Most likely session and transaction data would have been most useful for the case at hand. Once intelligence agencies identified that command and control infrastructure used by the alleged Chinese agents in this example, they could provide that information to the CIRT, who could then query historical NSM data for connectivity between enterprise assets and C2 servers. The results of those queries would help determine if and when an enterprise was victimized by compromised hardware.
The limitations of this approach are worth noting. First, if the intruders never activated their backdoors, then there would be no evidence of communications with C2 servers. Hardware inspection would be the main way to deal with this problem.

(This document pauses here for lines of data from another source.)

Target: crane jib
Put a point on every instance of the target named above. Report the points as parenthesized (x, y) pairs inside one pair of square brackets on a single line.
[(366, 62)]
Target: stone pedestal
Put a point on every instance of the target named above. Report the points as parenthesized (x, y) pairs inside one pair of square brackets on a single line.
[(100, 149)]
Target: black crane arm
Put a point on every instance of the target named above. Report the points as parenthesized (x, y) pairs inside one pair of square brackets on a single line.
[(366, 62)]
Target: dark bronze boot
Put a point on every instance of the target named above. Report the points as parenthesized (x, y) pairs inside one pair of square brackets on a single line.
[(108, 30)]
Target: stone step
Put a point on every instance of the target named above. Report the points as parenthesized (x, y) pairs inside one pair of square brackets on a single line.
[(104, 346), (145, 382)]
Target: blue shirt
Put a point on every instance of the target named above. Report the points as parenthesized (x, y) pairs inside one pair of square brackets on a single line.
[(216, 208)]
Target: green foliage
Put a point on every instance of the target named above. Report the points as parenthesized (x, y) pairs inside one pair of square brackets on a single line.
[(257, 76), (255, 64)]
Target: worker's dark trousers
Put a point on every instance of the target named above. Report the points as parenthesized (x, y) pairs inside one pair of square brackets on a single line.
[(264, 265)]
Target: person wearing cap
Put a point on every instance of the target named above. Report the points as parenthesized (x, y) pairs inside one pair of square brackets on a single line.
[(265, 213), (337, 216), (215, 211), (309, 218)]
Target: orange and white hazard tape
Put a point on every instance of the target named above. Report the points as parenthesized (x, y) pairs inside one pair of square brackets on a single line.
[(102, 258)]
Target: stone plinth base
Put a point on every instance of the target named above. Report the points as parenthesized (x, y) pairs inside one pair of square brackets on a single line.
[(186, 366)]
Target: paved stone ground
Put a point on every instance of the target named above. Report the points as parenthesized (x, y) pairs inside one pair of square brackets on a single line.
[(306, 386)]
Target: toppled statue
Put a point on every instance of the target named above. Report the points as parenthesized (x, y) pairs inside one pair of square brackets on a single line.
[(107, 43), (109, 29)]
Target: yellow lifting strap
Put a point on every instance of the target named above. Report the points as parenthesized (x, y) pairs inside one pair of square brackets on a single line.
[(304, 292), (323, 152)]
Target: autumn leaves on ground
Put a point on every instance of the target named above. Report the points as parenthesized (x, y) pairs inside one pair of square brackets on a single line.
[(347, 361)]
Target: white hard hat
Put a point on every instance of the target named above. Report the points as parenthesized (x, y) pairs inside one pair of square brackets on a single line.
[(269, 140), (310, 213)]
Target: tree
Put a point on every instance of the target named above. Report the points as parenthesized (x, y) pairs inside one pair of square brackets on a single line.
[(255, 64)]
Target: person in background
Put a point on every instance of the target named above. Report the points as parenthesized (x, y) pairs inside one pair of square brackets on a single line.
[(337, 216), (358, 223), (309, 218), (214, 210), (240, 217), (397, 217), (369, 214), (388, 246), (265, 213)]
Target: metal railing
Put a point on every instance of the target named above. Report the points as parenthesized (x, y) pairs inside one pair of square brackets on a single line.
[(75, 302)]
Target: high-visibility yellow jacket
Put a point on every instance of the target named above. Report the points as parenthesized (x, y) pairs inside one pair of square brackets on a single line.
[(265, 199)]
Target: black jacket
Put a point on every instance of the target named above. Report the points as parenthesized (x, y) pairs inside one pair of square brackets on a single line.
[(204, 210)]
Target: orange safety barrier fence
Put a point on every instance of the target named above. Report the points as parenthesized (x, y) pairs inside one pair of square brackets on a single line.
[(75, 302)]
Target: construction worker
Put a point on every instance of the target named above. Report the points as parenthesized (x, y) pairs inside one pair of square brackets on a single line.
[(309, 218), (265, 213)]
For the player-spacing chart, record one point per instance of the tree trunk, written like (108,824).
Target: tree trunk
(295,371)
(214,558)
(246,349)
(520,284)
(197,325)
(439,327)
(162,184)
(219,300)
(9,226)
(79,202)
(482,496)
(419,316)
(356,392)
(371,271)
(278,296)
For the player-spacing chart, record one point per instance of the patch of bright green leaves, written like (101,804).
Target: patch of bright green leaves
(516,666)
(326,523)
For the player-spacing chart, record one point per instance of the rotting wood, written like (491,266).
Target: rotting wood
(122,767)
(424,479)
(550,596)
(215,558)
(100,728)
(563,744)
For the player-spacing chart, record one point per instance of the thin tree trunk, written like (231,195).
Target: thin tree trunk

Second, the intruders may leverage popular Internet services for their C2. Historical examples include command and control via Twitter, domain fronting via Google or other Web sites, and other covert channels. Depending on the nature of the communication, it would be difficult, though not impossible, to deal with this situation, mainly through careful analysis. Third, traditional network-centric monitoring would be challenging if the intruders employed an out-of-band C2 channel, such as a cellular or radio network. This has been seen in the wild but does not appear to be the case in this incident. Technical countermeasures, whereby rooms are swept for unauthorized signals, would have to be employed. Fourth, it’s possible, albeit unlikely, that NSM sensors tasked with watching for suspicious and malicious activity are themselves hosted on compromised hardware, making their reporting also untrustworthy.
The remedy for the last instance is easier than that for the previous three. Proper architecture and deployment can radically improve the trust one can place in NSM sensors. First, the sensors should not be able to connect to arbitrary systems on the Internet. The most security conscious administrators apply patches and modifications using direct access to trusted local sources, and do not allow access for any reason other than data retrieval and system maintenance. In other words, no one browses Web sites or checks their email from NSM sensors! Second, this moratorium on arbitrary connections should be enforced by firewalls outside the NSM sensors, and any connection attempts that violate the firewall policy should generate a high-priority alert. It is again theoretically possible for an extremely advanced intruder to circumvent these controls, but this approach increases the likelihood of an adversary tripping a wire at some point, revealing his or her presence.
The bottom line is that NSM must be a part of the detection and response strategy for any organization that runs a network. Collecting and analyzing the core NSM data types, in concert with host-based security, integration with third party intelligence, and infrastructure logging, provides the best chance for CIRTs to detect and respond to the sorts of adversaries who escalate their activities to the level of hardware hacking via the supply chain. Whether or not the Bloomberg story is true, the investment in NSM merits the peace of mind a CISO will enjoy when his or her CIRT is equipped with robust network visibility.